Invasive pneumococcal disease carries a mortality rate of 15–20%, the majority of which are within the first 72 hours, regardless of primary cause. Once a patient is admitted to ICU secondary to pneumonia (of any causative agent), the mortality rate goes up to 50% [2]. It is important to note that the patient demonstrated many of the poor prognostic factors associated with CAP. This includes hypoxemia (PaO2 < 8 kPa), urea > 7 mmol/L, respiratory rate > 30 breaths per minute, blood pressure systolic < 90 mmHg, and perhaps diagnostically most relevant, a positive blood culture which is seen in 10% of pneumonia cases of which approximately 60% are S. pneumoniae [2]. The patient was also in type 2 respiratory failure, a marker for a tiring patient and which should prompt the early involvement of ICU and possible intubation [2].

S. pneumoniae infection is associated with alcoholism [3], cigarette smoking, diabetes, chronic organ failure (e.g., chronic obstructive pulmonary disease (COPD)/heart failure), influenza infection, hyposplenism, and age less than 2 or more than 65. In our case, the patient had a history of smoking and moderate alcohol intake.

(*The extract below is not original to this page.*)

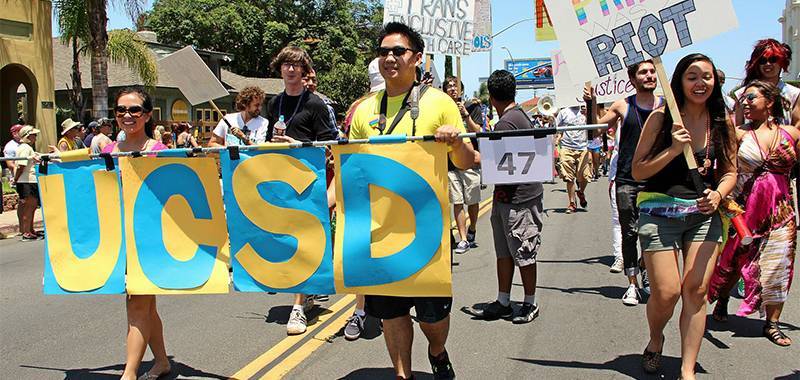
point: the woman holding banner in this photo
(133, 112)
(673, 218)
(767, 153)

In cases of invasive S. pneumoniae, secondary complications such as arthritis, meningitis, endocarditis, and very rarely severe transient cardiomyopathy with myocarditis, as demonstrated in this case, may occur; the primary physician should have a high diagnostic suspicion for them [3, 4].

Additional Points

(1)Blood cultures should be carried out in all patients suspected of pneumonia as a positive blood culture is a marker of severity and helps guide antimicrobial therapy especially in severe cases.(2)Streptococcus pneumoniae is the commonest pathogen associated with CAP and however carries a high mortality especially once bacteraemia (invasive S. pneumoniae) is present.(3)A high suspicion of index for secondary complication such as endocarditis/meningitis and rarely cardiomyopathy with myocarditis needs to be considered once bacteraemia is present.

Conflicts of Interest

The authors declare that there are no conflicts of interest regarding the publication of this paper.

Acknowledgments

The authors thank Muniza Satti, MBBS, ICU Department, Nephrology Department, University College Hospital Galway.

References

  1. Centers for Disease Control and Prevention, “Invasive pneumococcal disease (IPD) (Streptococcus pneumoniae) 2010 case definition,” 2017, https://wwwn.cdc.gov/nndss/conditions/invasive-pneumococcal-disease/case-definition/2010/. View at: Google Scholar
  2. W. S. Lim, S. V. Baudouin, R. C. George et al., “British Thoracic Society guidelines for the management of community acquired pneumonia in adults: update 2009,” Thorax, vol. 64, no. 3, pp. iii1–iii55, 2009. View at: Publisher Site | Google Scholar
  3. A. de Roux, M. Cavalcanti, M. Marcos et al., “Impact of alcohol abuse in the etiology and severity of community-acquired pneumonia,” Chest, vol. 129, no. 5, pp. 1219–1225, 2006. View at: Publisher Site | Google Scholar
  4. A. O. Brown, B. Mann, G. Gao et al., “Streptococcus pneumoniae translocates into the myocardium and forms unique microlesions that disrupt cardiac function,” PLoS Pathogens, vol. 10, no. 9, p. e1004383, 2014. View at: Publisher Site | Google Scholar

Copyright © 2017 Adeel Rafi Ahmed et al. This is an open access article distributed under the Creative Commons Attribution License, which permits unrestricted use, distribution, and reproduction in any medium, provided the original work is properly cited.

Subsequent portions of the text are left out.